Former champions Michael Schumacher and Fernando Alonso saw red on Sunday after the safety car wrecked their hopes of European Grand Prix success.
Schumacher, nine races into a comeback with Mercedes at the age of 41 and after three seasons out, finished 15th after being forced to wait at the pit lane exit for a red light to change to green while the safety car was deployed.
It was the worst race placing of a 259-race career that has brought the German a record 91 wins and seven titles with Benetton and Ferrari, and was all the more painful because he had run as high as third.
"We would like to have clarification about the safety car situation as the red light on the exit from my first pit stop destroyed a race which otherwise would have offered us very good possibilities," Schumacher said.
"Our point of view is that as the safety car had passed the pits without having the cars lined up behind it, there should not have been a red light."

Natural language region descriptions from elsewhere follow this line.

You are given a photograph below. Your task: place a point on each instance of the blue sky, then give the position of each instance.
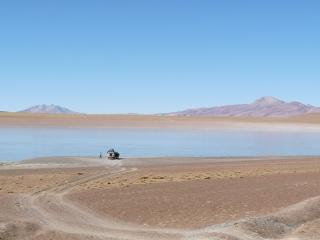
(157, 56)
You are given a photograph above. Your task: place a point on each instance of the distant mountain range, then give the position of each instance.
(49, 109)
(263, 107)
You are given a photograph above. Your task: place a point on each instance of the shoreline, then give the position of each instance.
(161, 198)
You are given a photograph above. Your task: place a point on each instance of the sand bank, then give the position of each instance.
(193, 198)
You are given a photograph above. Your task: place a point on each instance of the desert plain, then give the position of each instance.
(80, 198)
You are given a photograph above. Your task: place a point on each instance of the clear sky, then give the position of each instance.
(157, 55)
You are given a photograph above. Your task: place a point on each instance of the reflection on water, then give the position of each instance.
(24, 143)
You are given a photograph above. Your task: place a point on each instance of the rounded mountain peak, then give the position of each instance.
(268, 100)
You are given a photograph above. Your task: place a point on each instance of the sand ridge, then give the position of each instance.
(55, 212)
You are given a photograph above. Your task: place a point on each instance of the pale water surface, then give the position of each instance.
(25, 143)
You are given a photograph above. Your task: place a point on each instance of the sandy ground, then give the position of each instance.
(178, 198)
(298, 123)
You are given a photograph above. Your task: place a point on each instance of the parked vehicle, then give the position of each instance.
(112, 154)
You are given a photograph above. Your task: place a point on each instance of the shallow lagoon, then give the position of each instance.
(25, 143)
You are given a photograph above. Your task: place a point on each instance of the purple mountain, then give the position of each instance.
(263, 107)
(50, 109)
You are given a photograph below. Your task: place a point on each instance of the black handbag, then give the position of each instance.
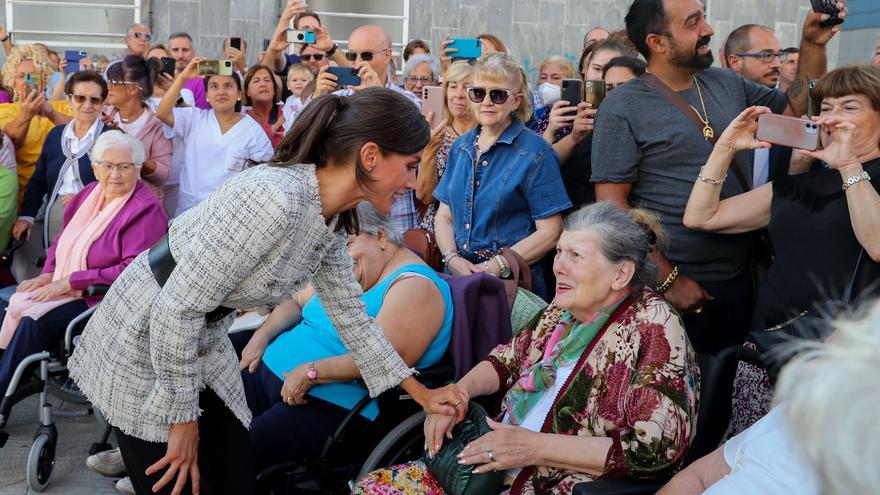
(773, 345)
(162, 263)
(458, 479)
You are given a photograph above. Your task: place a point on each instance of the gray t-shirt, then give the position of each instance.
(643, 139)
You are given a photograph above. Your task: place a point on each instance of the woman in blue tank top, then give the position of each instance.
(298, 377)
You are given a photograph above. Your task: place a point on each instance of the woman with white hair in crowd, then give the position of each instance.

Mercedes motor sport vice-president Norbert Haug agreed. "Michael could have finished quite high today if the red light at the pit exit had not been switched on," he said.
"This happened contrary to our understanding of the rules which say the pit exit remains open until a line has formed behind the safety car."
RACE RUINED
Ferrari's Alonso, a double world champion hoping to deliver a win for his red-shirted home fans, crossed the line in ninth place but was later promoted to eighth after others picked up penalties.

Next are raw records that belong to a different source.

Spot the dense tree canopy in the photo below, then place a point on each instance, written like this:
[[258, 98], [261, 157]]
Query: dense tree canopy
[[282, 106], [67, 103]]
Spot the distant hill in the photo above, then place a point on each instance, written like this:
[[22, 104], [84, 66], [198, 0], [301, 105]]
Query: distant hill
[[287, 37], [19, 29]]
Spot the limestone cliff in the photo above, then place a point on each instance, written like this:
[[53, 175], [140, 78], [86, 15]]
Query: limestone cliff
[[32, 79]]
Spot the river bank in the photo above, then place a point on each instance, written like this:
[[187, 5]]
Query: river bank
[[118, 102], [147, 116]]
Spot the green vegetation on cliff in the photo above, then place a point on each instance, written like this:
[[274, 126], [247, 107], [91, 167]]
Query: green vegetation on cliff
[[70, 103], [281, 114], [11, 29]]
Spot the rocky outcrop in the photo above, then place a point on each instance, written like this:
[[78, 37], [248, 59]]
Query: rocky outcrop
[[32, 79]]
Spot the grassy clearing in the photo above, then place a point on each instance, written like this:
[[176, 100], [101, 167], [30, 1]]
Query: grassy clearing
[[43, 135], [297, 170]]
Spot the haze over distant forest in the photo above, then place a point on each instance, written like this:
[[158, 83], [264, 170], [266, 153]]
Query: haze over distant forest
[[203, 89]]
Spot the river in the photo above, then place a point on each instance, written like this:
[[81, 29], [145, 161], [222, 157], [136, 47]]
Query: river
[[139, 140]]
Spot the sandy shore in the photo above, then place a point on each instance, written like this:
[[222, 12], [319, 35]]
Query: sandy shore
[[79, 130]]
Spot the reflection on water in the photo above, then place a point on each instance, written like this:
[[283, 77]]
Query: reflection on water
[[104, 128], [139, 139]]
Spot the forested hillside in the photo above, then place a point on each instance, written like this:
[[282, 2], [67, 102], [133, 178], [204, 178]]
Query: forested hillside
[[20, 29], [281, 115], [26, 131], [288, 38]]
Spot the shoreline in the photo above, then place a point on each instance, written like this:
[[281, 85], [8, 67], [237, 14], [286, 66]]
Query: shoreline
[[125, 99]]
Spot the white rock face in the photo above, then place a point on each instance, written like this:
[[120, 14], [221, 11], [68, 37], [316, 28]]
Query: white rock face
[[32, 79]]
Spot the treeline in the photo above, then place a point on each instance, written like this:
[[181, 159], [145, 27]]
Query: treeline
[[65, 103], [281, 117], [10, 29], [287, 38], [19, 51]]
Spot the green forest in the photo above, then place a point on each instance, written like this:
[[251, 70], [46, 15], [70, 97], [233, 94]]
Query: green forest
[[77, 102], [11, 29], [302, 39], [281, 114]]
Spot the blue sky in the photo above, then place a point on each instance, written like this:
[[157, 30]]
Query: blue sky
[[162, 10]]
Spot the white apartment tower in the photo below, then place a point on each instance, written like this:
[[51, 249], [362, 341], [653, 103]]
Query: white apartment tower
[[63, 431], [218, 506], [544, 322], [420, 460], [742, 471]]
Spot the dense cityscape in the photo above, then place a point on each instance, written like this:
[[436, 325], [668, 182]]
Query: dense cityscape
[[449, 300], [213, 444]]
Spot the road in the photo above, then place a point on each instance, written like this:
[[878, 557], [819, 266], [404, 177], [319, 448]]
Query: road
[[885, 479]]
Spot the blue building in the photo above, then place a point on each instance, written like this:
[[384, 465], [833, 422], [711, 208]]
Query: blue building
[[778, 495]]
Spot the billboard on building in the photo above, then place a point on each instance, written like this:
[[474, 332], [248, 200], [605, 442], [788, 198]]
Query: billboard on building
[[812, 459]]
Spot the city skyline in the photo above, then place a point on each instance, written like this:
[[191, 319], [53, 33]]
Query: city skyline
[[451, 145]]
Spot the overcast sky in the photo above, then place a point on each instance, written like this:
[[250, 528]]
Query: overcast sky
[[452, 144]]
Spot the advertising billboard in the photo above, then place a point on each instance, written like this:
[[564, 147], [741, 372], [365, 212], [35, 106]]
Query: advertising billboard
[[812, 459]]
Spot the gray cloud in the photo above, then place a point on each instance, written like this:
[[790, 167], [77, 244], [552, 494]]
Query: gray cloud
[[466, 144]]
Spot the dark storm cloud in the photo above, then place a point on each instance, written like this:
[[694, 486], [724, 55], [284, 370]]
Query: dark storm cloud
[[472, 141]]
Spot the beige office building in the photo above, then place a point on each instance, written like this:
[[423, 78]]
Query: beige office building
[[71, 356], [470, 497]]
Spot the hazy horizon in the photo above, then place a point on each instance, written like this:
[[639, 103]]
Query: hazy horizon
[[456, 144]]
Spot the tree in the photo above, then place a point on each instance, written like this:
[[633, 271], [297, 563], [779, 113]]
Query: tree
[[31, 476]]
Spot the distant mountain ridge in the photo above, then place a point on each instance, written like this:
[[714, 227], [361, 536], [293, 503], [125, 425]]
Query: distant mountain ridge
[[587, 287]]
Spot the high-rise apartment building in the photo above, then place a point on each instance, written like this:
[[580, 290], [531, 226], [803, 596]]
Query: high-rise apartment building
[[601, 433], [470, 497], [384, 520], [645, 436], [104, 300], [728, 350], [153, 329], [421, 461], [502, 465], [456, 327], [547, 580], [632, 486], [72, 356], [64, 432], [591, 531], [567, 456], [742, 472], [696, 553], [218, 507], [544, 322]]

The Spaniard had been right behind McLaren's Lewis Hamilton when the safety car came out. While the Briton passed it and picked up a drive-through penalty that he took without losing position, Alonso had to stay behind it and lost out.
"The race was ruined by the safety car and everything that followed on from that," Alonso said in a team statement.

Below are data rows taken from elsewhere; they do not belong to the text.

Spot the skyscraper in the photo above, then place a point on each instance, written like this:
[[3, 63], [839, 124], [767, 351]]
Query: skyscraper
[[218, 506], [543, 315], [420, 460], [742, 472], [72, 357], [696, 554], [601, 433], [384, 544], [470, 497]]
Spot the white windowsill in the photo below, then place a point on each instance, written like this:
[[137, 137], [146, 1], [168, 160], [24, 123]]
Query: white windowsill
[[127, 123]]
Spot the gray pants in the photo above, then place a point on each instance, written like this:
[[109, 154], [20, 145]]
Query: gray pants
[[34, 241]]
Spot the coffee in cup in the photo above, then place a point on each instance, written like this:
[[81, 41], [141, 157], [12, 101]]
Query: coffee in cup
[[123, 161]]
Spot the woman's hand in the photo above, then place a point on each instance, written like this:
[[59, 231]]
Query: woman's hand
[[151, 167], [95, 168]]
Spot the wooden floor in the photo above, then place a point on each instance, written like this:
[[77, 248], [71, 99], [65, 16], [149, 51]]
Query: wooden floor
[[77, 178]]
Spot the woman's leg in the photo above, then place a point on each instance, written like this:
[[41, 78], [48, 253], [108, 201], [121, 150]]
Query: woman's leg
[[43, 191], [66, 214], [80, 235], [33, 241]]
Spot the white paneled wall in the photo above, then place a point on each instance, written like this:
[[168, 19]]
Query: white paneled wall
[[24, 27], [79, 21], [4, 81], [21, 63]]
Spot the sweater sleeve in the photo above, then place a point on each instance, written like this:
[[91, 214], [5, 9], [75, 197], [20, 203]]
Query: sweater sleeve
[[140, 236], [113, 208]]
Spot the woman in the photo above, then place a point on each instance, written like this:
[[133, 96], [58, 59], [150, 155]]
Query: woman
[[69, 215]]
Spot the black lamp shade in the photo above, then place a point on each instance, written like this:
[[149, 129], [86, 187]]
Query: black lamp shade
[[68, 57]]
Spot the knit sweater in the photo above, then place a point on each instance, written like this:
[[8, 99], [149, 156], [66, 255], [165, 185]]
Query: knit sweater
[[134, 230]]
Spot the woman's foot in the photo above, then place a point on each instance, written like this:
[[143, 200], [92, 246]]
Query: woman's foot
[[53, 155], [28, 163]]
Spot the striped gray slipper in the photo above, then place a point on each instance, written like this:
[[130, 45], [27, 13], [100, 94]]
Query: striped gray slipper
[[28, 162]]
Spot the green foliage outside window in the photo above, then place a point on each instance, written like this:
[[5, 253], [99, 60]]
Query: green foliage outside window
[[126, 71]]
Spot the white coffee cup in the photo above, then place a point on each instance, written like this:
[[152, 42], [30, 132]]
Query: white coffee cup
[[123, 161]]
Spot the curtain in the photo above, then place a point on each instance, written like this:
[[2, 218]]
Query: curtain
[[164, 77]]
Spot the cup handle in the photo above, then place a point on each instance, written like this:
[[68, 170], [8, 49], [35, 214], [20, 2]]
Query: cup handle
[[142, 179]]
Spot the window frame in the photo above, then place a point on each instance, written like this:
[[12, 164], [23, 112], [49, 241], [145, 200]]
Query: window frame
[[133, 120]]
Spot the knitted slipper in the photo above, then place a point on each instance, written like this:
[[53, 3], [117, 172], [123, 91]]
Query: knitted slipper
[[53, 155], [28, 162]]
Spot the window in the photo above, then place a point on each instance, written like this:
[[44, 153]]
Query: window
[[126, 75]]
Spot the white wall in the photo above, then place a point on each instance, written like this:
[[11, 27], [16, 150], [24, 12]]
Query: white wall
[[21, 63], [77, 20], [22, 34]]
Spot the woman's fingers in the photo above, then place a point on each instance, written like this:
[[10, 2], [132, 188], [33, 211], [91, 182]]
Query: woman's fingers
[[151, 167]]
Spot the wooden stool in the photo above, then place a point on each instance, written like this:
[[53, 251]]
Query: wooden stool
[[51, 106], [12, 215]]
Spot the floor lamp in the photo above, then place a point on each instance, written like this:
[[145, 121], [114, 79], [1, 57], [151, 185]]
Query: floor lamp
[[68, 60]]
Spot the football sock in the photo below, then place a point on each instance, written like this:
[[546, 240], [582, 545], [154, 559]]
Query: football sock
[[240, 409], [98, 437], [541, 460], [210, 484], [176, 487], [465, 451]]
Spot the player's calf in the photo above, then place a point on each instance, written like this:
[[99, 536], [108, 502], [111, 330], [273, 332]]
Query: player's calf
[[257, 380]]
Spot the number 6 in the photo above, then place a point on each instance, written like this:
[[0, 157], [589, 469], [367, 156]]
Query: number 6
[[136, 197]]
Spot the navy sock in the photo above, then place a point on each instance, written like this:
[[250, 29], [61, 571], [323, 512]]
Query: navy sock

"I am disappointed most of all for the thousands of spectators who were here today and saw how the situation was handled.
"I am very bitter about what happened today. I was in third place, a metre behind Hamilton at the moment the safety car came out on track and, at the chequered flag, he was second and I was ninth, even though we had made the same choice of strategy."
Both Mercedes and Ferrari had arrived in Valencia with major upgrades to their cars and both ended up far from where they had hoped to be.
"The outcome of this grand prix leaves us with a very bitter taste," said Ferrari team boss Stefano Domenicali.
"We had everything we needed to clinch a very good result and we have ended up with a handful of points which is even less than we brought home from our worst race a month ago in Turkey.
"I think that the incidents linked to the neutralisation (the safety car procedure) put some questions on the table regarding how to manage situations like this and the eventual penalties linked to them.
"We have to ensure that our sport remains credible in the eyes of those involved and those who follow it, at the track and in front of their TV screens."